La pelea, presenciada por cientos de espectadores, derivó en escenas de caos cuando decenas de personas irrumpieron en el ring y atacaron al equipo visitante, según informaron medios locales y testimonios recogidos por portales especializados y prensa serbia. El incidente se produjo apenas finalizado el combate, en un ambiente que ya se percibía tenso.
Pavlos Kochliaridis, entrenador de Tsoukalas, relató que la agresión comenzó mientras el equipo griego celebraba la victoria de manera respetuosa. Según su testimonio, el propio Tsoukalas se arrodilló e hizo una reverencia en señal de respeto hacia su rival y el entorno local, con la intención de evitar cualquier incidente.
Sin embargo, de acuerdo con la reconstrucción de los hechos, el ataque se inició cuando el hermano de Vahid Kicara golpeó a Tsoukalas mientras este se encontraba arrodillado, provocando su caída. A partir de ese momento, la situación se desbordó rápidamente. “En cuestión de segundos, más de 100 personas entraron al ring y nos atacaron sin piedad”, denunció Kochliaridis, quien formaba parte del reducido grupo que acompañaba al luchador griego.
El equipo visitante, integrado por Tsoukalas, su entrenador Nikos Gikas, el atleta Zisi Pangouras y Kochliaridis, fue ampliamente superado en número. Según los testimonios, recibieron golpes, patadas, pisotones y hasta lanzamientos de sillas, mientras intentaban protegerse en el suelo. La intervención policial, siempre según estas versiones, se produjo varios minutos después, cuando la situación ya había escalado peligrosamente.
La prensa serbia confirmó que los disturbios se extendieron fuera del ring y que la policía local tuvo dificultades para controlar la violencia debido al escaso número de agentes asignados a la seguridad del evento. Se estima que al menos medio centenar de personas participaron activamente en la reyerta. Las autoridades anunciaron la apertura de una investigación para identificar a los responsables y avanzar con acciones legales.

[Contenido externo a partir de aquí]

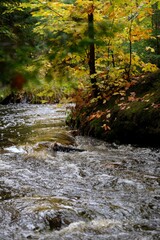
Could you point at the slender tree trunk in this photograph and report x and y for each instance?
(91, 62)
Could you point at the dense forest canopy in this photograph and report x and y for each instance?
(81, 42)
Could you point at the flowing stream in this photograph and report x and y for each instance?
(104, 192)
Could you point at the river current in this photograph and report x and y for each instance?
(104, 192)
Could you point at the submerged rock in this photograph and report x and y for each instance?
(62, 148)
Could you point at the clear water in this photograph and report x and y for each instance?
(105, 192)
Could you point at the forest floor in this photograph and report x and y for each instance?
(130, 119)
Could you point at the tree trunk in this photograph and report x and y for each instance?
(91, 62)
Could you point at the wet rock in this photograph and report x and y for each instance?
(62, 148)
(54, 222)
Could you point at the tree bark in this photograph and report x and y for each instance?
(91, 62)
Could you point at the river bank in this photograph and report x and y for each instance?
(104, 192)
(132, 118)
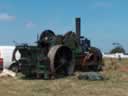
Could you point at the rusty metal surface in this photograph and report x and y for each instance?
(60, 59)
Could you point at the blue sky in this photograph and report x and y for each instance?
(103, 21)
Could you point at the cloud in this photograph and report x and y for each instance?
(6, 17)
(103, 5)
(30, 24)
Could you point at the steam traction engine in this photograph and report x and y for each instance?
(58, 55)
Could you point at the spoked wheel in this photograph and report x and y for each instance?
(60, 60)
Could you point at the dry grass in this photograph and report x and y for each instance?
(116, 85)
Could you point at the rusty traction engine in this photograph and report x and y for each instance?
(55, 55)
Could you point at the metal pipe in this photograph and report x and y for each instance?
(78, 28)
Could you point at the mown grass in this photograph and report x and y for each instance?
(116, 85)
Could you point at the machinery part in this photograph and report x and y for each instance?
(70, 40)
(47, 35)
(78, 25)
(46, 38)
(59, 39)
(93, 60)
(60, 60)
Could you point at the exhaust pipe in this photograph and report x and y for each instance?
(78, 29)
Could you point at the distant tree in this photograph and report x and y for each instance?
(118, 49)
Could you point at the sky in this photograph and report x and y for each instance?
(102, 21)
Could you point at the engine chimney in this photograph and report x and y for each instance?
(78, 27)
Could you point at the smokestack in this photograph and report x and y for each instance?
(78, 27)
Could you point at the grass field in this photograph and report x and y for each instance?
(116, 85)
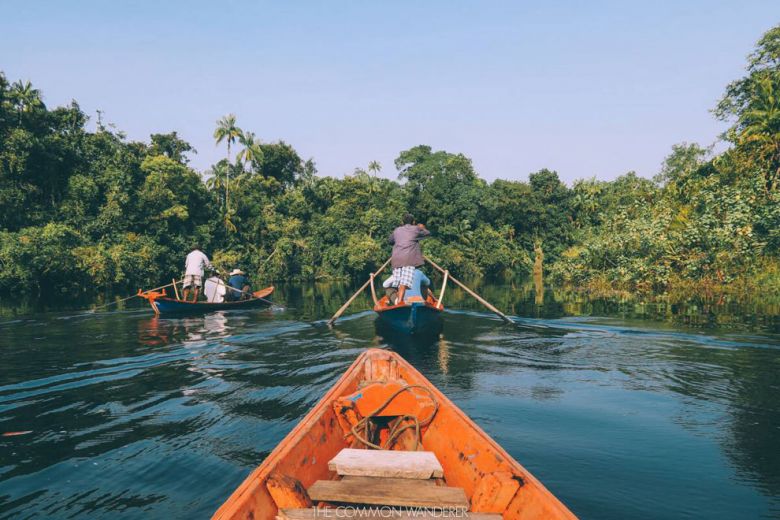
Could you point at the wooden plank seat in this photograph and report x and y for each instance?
(388, 492)
(310, 513)
(387, 463)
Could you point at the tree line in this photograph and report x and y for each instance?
(88, 210)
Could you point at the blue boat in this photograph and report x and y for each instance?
(415, 316)
(162, 304)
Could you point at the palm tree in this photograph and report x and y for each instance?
(25, 97)
(227, 131)
(251, 153)
(374, 167)
(220, 173)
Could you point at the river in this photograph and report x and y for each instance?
(622, 409)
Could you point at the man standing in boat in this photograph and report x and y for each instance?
(407, 253)
(196, 263)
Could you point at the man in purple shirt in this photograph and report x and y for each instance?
(407, 253)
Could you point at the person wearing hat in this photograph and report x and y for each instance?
(238, 286)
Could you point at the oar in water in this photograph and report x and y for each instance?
(472, 293)
(133, 296)
(254, 294)
(363, 288)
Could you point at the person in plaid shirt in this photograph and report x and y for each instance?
(407, 253)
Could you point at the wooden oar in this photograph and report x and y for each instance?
(475, 295)
(363, 288)
(133, 296)
(254, 294)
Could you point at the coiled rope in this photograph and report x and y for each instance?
(396, 426)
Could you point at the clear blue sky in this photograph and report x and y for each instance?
(585, 88)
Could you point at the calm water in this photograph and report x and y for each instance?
(623, 411)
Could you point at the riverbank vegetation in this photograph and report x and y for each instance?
(85, 210)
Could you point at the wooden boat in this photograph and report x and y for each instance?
(433, 458)
(162, 304)
(415, 316)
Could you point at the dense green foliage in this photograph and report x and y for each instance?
(83, 210)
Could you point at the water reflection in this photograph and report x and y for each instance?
(621, 417)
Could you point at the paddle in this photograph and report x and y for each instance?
(344, 307)
(133, 296)
(255, 295)
(472, 293)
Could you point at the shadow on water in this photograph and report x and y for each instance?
(620, 415)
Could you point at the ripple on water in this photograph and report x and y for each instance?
(164, 418)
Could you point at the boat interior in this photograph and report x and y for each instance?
(382, 437)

Por razones de seguridad, Tsoukalas y su equipo abandonaron de inmediato Novi Pazar y fueron trasladados a un hospital en Belgrado, donde se sometieron a exámenes médicos preventivos. Los organizadores del evento reconocieron posteriormente la falta de personal de seguridad suficiente para manejar una situación de este tipo.
La investigación continúa en curso, mientras el episodio reabre el debate sobre las medidas de seguridad en eventos deportivos internacionales y la responsabilidad de los organizadores para garantizar la integridad de atletas y equipos.